Golden Pothos Overview
|Origin||Mo'orea, a French Polynesian island|
|Scientific Name||Epipremnum aureum|
|Common Names||Golden Pothos, Devils Ivy, Devils Vine, Silver Vine, Taro Vine, Hunters Robe, Ceylon Creeper|
|Maximum Growth||Around 30 ft indoors, or 70 ft outdoors|
|Ideal Temperature||60- 85° F|
|Varieties||Many cultivars, including Neon, Marble Queen, Satin pothos, and Pearls and Jade|
|Light||Shaded areas or indirect light|
|Watering||Allow to dry out between watering, and avoid overwatering|
|Repotting||When indicated by aerial roots|
|Humidity||Normal room humidity|
|Pruning||Prune often to prevent overgrowth|
|Toxicity||Toxic to humans, dogs, and cats|
|Pests||Scale, spider mites, mealy bugs|
The correct scientific name for the Golden Pothos is Epipremnum aureum; however, it has been previously labeled various other scientific terms, some of which are still around, making it sometimes difficult to identify the plant by name. Europeans tend to refer to this plant as Scindapsus aureus, while most of North America use the scientific name Epipremnum pinnatum.
Other scientific names that the plant has been allocated in the past include Phaphidophora aureu and Scindapsus aureau. Though the current name of Epipremnum aureum is correct, some plant sellers will still use the other names to identify the plant, so buying one can be a tricky business.

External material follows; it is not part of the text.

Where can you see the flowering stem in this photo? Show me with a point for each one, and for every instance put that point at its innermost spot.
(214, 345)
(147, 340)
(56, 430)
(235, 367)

Fortunately, the Epipremnum aureum, or Golden Pothos as it is more commonly known, is easily identifiable from looks alone. The telltale trailing leaves and variegated foliage will alert you immediately to whether a plant is or isn't a true Epipremnum aureum, though it’s helpful to be aware that names can differ.
The Golden Pothos originates from Mo'orea, a French Polynesian island; however, it has seen been naturalized in a number of locations, including Australia, Japan, China, Indonesia, and the West Indies. It grows freely in tropical forests around the world, dominating any area it finds itself in. It has been known to cause ecological damage in some places, including Florida and Hawaii.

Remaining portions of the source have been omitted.